Izraelici mogli oglądać prawdziwy cud Pana. Bóg wyrwał ich z mocy faraona, choć wydawało się jeszcze przed momentem, że wszyscy zginą od miecza Egipcjan, którzy ścigając zapędzili lud izraelski - jak mówimy - w kozi róg ( uliczkę bez wyjścia.)

Przed Izraelem bowiem rozciągało się morze, gdy zaś oglądnęli się do tyłu widzieli już nadciągające wojska egipskie. Bóg jednak sprawił ( bo przecież nie oni), że nie tylko zdołali się uratować przed wrogami, ale sprawił, że ich ciemiężcy zostali unicestwieni raz na zawsze.

Mojżesz i całe zgromadzenie ludu Bożego śpiewali więc radosną pieśń zwycięstwa. Miriam zaś, siostra Mojżesza, wraz z wszystkim i kobietami wyszły z bębnami, tamburynami i w pląsach wielbiły Boga.

To piękny obraz ludzi wyzwolonych z niewoli Egiptu.

 Po dziś dzień, gdy Bóg wyzwala swój lud z mocy grzechu i wyprowadza ich z niewoli świata wzbudza w sercach ogromna radość i wdzięczność. Nie ma większego zwycięstwa i większej radości, jak przejście: z ciemności do światłości, od władzy szatana do Boga ( Dz. 26,18), z królestwa śmierci do królestwa życia, z niewoli świata do wolności Chrystusowej.

Jest jednak pewien problem. Ta Boża radość w życiu człowieka nawróconego i ochrzczonego zostaje wkrótce narażona na próby i doświadczenia. I choć Ap. Jakub pisze:

Poczytujcie to sobie za najwyższą radość, bracia moi, gdy rozmaite próby przechodzicie. ( 1,2 ) to jednak wcale taki czas prób i doświadczeń nie jest ani przyjemny, ani radosny.

Dlaczego tak się dzieje? Dlaczego tak się stało z Izraelem? Odpowiedź jest bardzo prosta.

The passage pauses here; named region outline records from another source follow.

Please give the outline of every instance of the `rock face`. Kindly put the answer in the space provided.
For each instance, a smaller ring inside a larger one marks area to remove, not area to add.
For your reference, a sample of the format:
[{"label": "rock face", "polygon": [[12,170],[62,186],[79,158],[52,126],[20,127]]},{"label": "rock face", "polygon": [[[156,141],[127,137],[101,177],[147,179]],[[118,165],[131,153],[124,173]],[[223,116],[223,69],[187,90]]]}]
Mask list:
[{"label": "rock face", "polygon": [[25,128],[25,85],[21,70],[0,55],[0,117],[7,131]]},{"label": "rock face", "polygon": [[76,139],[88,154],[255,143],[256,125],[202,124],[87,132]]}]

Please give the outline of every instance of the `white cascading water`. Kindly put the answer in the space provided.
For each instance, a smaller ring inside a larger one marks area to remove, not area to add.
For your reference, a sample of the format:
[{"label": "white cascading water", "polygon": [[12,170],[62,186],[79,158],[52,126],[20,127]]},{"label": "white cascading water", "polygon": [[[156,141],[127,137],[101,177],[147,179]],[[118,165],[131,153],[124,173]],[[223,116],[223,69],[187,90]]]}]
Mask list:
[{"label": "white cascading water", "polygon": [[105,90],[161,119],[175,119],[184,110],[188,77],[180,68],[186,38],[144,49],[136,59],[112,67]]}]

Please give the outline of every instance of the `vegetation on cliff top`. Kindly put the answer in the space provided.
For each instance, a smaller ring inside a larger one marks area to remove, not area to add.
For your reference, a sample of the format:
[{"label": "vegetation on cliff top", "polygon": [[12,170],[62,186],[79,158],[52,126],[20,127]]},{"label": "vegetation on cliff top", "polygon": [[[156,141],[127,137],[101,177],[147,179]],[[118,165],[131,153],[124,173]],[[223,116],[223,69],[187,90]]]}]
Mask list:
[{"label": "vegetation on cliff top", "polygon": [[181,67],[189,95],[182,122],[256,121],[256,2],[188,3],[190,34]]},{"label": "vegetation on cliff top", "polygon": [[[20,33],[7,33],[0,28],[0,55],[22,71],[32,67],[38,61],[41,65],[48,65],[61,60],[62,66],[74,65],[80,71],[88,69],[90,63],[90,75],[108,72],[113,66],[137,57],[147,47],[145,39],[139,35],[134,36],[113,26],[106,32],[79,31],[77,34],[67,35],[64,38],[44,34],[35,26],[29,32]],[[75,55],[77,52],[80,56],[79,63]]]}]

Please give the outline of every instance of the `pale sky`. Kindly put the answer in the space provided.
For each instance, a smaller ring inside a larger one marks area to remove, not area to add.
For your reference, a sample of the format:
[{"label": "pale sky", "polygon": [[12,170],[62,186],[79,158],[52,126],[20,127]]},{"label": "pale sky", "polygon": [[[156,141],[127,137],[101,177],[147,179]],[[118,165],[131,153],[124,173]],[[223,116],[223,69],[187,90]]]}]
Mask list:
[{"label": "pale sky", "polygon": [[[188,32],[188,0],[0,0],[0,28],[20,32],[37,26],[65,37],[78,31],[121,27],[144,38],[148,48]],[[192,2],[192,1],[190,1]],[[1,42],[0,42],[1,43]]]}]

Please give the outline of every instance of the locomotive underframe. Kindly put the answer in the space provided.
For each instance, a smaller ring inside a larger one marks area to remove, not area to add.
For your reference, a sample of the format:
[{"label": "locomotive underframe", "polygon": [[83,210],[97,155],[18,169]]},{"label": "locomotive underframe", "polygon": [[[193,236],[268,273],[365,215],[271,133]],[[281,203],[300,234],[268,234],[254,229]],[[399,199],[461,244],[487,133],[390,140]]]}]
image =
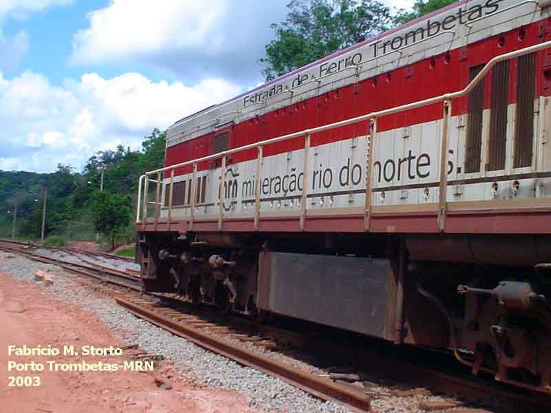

Byli wolni, ale nie weszli jeszcze do Ziemi Obiecanej. Przed nimi roztaczała się pustynia, którą musieli przejść. A życie na pustyni - jak podejrzewamy - wcale nie jest ani łatwe ani przyjemne.

Kiedy Izraelici weszli na pustynię Szur już zaledwie po trzech dniach wędrówki cała radość gdzieś zniknęła. „Zeszła z nich” jak powietrze z balonu.

Na pustyni potrzebna jest woda i możliwość zdobycia pokarmu. A okazało się, że nie mieli najmniejszego pojęcia, gdzie tę wodę znaleźć i jak zdobyć pożywienie. Kiedy zaś po trzech dniach wędrówki znaleźli wodę, ta okazała się niezdatna do picia. To była gorzka woda.

Radość zwycięstwa została obrócona w przygnębienie, rozczarowanie, utyskiwanie, szemranie, pretensje do Mojżesza: po cóż nas wyprowadziłeś z Egiptu na tę pustynie byśmy tu pomarli.Szemraniu nie było końca.

Czy wiecie, że Mojżesza gotowi byli nawet ukamienować?

A więc nie tylko znikła radość wybawienia, ale pojawiła się złość, otwarty bunt, szemranie i gniew przeciwko Mojżeszowi i Aaronowi. Ciekawe dlaczego zawsze przeciwko przywódcom obraca się narzekanie, gniew i złość Zboru?

Cały zbór synów izraelskich szemrał przeciwko Mojżeszowi i Aaronowi. I rzekli: Obyśmy byli pomarli z ręki Pan a w ziemi egipskiej, gdyśmy siadali przy garnku mięsa i mogli najeść się chleba do syta! Bo wyprowadziliście nas na tę pustynie, aby całe to zgromadzenie zamorzyć głodem ( 2 M. 16,2-3).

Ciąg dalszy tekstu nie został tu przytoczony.